IoTube model Pro.シリーズは、遠隔地からのリアルタイム監視と双方向通話が可能なLED一体型製品。鉄道車両内搭載に向け各必要適合規格をすべて取得し、2020年7月に東急電鉄が導入したモデルの製品品質をベースにしたものという。魚眼カメラで撮影した動画をSDメモリーカードに保存可能なほか、通信方式は用途に合わせてWi-Fi 6とLTE/4Gの2種類から選択できる。サーモセンサー・マイク・スピーカー・煙感知センサー・温湿度センサー・3D加速度センサー・BLEビーコン・CO2センサーも搭載している。また、エッジAI機能により、防犯カメラおよび行動解析が可能なほか、社会的弱者(車椅子・白杖・ベビーカーなど)の発見と見守りや、アフターコロナに向けた密度測定、マスク判定検知、行動分析にも利用できる。
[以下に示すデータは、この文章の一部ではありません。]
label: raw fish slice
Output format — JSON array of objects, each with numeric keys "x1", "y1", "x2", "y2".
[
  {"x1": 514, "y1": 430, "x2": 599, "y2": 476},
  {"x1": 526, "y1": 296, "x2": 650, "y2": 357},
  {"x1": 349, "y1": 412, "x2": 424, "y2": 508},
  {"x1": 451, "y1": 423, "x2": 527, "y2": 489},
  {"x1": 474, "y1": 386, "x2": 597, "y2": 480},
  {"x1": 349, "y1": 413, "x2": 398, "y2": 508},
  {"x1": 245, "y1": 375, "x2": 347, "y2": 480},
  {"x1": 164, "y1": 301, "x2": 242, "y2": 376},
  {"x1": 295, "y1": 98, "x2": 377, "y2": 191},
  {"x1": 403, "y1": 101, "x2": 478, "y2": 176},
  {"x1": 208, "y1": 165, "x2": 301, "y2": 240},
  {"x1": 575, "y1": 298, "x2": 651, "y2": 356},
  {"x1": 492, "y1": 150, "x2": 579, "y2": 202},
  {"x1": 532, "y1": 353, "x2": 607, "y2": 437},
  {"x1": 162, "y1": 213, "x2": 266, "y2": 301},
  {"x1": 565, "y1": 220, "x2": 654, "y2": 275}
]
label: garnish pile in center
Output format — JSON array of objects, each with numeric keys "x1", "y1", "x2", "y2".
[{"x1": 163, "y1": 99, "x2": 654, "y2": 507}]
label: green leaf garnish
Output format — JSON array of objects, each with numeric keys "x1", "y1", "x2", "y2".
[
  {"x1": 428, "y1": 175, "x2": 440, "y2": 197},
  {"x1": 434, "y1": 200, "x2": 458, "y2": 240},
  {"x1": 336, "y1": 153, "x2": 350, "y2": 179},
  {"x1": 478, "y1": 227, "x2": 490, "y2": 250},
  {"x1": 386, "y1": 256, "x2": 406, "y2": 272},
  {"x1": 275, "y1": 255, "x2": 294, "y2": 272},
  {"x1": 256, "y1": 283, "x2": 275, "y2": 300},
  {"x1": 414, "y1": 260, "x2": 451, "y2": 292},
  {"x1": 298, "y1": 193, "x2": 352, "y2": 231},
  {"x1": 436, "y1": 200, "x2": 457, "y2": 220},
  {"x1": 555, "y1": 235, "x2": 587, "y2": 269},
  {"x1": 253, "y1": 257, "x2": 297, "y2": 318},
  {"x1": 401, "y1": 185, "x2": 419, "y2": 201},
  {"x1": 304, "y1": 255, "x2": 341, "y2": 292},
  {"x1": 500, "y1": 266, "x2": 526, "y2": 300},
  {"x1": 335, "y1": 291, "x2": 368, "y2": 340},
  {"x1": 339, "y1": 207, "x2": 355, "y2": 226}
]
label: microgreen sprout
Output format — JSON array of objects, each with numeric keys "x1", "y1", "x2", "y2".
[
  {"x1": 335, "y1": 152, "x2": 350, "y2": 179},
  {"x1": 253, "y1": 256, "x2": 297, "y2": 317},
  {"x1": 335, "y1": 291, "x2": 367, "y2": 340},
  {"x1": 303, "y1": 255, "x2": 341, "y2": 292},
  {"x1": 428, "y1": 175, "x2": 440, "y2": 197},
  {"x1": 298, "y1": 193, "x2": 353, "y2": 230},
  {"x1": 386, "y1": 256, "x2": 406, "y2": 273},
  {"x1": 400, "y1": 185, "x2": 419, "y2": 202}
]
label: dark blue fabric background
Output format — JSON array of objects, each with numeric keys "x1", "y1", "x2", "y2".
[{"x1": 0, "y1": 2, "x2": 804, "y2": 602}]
鉄道車両内での異常事態検知や非常通報ボタンとの連携、リアルタイム監視による現場状況の可視化、乗客への誘導指示といった活用を想定しており、鉄道車両内での問題発生の抑止力や有事の対応力の強化においても期待されているという。
ギリアでは、AIの社会実装で培った独自技術をベースに、「人物検出」「姿勢検出」「視線検出」など様々な利用シーンに特化したAIソリューションを提供。ギリアのAIモデルを搭載したIoTubeを利用することで、公共空間の安心安全を守るだけではなく、マーケティングや様々なソリューションへの活用が可能としている。
鉄道車両内での応用による異常事態検知では、「視線推定による異常事態感知」(複数の乗客が異常者・事態を凝視する行動)、「動線感知による異常事態感知」(複数の乗客が一定方向に逃げる行動)、「一定もしくは複数の警戒閾値を超えた場合に司令・運転士・車掌にアラートが発報」「AIによる避難者数・転倒者数の把握」などを挙げている。さらに、マイクセンサーの集音データをAIが解析し、通常騒音以外の音域、異常な足音・悲鳴・怒号などを検知するという。
このプロダクトで使用されるAI技術を開発したギリアは、「ヒトとAIの共生環境の実現」を目指して、社会や暮らしの中でAIによる能力拡張を実現し、課題解決や効率化に加えてAI技術による歓び・発見・感動体験を提供することをビジョンとするスタートアップ。同社CEOの清水亮氏が創業したUEI(2020年9月解散)とソニーコンピュータサイエンス研究所、ベンチャーキャピタルWiLが2017年に共同設立した。